Underbelly, for offering "big, bold American wines that go well with [chef Chris] Shepherd's food," says Turner. Brennan's, for maintaining a list that is "well-rounded, at a good price," Honefenger says. And downtown steakhouse Vic & Anthony's, says Turner, for having the type of wine list you can really splash out on.
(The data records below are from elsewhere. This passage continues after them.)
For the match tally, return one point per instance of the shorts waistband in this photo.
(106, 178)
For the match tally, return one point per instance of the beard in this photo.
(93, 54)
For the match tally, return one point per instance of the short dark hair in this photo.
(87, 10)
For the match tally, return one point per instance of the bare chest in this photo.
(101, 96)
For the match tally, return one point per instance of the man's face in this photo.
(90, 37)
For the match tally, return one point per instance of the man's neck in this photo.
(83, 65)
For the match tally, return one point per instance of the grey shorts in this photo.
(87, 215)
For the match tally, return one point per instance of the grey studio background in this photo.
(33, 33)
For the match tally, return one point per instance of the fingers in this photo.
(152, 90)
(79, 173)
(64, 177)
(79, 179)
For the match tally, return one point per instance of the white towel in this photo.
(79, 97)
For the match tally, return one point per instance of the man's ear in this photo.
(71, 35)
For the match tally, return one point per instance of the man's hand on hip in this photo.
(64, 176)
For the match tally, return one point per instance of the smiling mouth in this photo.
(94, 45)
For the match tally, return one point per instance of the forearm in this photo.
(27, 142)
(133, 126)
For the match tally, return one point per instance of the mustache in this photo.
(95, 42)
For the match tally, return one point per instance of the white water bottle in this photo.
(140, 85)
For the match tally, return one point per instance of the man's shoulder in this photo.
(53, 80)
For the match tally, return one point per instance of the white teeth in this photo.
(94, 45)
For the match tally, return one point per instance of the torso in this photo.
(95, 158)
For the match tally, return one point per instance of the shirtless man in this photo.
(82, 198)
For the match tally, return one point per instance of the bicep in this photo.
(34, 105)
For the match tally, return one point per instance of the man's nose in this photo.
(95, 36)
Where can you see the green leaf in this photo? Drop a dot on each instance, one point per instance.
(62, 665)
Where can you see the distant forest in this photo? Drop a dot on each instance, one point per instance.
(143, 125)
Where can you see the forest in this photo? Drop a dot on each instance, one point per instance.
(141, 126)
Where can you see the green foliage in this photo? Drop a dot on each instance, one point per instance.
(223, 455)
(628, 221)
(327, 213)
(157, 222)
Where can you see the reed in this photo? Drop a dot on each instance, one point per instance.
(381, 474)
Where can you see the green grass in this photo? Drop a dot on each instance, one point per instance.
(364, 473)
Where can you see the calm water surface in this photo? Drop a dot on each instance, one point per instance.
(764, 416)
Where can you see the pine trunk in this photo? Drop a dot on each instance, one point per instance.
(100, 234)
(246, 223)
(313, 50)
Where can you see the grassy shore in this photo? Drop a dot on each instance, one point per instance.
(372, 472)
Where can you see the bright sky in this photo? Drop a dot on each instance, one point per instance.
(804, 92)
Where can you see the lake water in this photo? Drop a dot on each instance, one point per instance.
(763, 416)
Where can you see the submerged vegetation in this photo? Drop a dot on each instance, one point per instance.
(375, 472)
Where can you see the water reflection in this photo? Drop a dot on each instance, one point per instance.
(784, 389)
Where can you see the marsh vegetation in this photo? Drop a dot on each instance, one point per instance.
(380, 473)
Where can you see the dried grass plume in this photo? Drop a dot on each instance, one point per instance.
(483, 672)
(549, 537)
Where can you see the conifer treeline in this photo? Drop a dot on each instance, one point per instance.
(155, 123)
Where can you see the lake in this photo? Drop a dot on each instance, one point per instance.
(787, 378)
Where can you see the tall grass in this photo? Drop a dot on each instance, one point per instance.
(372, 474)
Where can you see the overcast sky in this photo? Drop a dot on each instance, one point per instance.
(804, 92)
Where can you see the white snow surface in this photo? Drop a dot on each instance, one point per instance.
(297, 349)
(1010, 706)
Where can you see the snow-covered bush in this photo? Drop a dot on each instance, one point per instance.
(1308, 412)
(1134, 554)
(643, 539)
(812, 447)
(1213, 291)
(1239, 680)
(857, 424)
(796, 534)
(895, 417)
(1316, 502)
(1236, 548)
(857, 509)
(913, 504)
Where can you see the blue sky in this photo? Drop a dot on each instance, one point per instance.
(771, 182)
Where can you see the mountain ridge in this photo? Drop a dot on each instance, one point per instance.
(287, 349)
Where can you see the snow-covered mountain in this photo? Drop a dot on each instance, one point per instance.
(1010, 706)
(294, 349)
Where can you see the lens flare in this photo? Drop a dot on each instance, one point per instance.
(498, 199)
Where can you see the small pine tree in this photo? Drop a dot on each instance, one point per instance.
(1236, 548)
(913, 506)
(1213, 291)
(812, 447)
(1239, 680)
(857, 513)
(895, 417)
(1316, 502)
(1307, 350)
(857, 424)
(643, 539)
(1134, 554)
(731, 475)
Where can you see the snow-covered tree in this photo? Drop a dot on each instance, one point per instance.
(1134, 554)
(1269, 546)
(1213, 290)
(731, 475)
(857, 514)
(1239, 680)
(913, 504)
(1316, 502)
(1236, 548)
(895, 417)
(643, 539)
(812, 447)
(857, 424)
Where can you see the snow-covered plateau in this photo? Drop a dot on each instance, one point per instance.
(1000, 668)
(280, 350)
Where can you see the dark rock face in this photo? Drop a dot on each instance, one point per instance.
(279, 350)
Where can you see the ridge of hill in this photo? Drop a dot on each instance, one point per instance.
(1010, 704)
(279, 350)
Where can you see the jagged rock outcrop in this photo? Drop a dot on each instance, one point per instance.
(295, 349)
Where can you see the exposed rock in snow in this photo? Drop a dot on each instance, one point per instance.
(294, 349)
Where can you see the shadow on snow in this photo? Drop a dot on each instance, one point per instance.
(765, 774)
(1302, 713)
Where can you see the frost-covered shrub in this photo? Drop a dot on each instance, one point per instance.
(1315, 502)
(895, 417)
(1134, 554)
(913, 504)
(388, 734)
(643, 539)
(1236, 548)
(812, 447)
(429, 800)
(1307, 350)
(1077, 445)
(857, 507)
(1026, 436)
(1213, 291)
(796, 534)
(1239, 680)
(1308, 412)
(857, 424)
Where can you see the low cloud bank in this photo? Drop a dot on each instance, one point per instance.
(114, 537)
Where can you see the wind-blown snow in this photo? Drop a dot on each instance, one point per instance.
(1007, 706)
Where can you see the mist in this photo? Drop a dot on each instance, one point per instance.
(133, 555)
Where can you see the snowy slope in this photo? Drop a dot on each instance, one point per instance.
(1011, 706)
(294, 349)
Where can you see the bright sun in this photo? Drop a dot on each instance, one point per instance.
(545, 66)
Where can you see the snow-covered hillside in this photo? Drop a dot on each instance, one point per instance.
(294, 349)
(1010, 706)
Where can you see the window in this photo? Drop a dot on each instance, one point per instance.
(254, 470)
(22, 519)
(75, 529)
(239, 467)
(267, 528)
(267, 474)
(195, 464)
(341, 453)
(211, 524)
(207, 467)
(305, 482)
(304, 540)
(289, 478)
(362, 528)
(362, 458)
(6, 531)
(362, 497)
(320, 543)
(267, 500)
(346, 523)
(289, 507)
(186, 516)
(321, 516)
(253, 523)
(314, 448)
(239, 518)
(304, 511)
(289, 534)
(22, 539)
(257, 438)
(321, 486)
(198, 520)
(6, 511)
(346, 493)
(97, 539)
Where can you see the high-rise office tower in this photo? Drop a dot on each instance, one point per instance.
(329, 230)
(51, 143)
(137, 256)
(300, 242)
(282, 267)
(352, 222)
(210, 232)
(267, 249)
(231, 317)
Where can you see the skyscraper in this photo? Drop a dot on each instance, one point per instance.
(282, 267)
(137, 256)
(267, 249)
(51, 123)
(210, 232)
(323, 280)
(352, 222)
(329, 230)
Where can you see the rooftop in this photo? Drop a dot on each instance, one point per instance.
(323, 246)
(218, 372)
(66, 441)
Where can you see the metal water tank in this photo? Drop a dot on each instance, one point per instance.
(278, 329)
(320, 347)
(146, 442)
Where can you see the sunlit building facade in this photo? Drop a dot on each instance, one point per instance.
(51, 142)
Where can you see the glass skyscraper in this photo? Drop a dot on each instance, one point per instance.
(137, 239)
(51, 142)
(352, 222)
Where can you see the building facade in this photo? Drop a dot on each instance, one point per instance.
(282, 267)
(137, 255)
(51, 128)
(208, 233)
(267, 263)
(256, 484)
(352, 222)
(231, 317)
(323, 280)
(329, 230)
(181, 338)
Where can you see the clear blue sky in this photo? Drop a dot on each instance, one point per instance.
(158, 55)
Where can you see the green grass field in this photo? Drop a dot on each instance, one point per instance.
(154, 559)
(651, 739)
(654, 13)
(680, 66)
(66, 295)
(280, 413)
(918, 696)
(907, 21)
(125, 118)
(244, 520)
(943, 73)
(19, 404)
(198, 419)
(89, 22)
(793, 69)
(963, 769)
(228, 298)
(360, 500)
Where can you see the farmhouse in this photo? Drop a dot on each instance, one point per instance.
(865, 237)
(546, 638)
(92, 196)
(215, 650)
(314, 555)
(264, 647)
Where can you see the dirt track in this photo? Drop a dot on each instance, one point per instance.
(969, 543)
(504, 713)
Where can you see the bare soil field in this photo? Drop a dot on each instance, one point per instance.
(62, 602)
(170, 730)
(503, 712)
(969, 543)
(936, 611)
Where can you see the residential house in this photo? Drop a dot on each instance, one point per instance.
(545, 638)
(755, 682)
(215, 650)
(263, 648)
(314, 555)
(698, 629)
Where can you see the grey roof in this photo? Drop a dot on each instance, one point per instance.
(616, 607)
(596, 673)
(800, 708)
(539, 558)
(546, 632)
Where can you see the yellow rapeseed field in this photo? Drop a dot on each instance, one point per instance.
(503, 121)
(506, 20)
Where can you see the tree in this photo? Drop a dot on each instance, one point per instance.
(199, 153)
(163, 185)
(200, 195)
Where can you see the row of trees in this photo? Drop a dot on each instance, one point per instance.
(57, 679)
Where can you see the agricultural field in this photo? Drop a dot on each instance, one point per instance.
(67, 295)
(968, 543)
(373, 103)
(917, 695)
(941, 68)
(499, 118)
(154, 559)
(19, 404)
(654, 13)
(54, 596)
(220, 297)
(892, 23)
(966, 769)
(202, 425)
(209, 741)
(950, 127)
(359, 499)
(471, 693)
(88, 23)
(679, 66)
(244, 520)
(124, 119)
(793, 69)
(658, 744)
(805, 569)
10. Divino Italian Restaurant & Wine Bar
Borel calls Divino's wine list "very thoughtful," noting that he — and the list — have both been "obsessed with Italian wine lately." With very reasonable markups in place, most bottles of wine are no more than $60, and there are nearly 30 offered by the glass. The cozy, dinner-only restaurant in Montrose is "one of Houston's best-kept secrets," says Borel. On the first Monday of every month, Divino offers a special wine dinner, such as a recent evening that featured Tuscan wines of Rocca della Macie paired with pork tenderloin braised in milk, onions and herbs and a grilled rib eye "alla Fiorentina."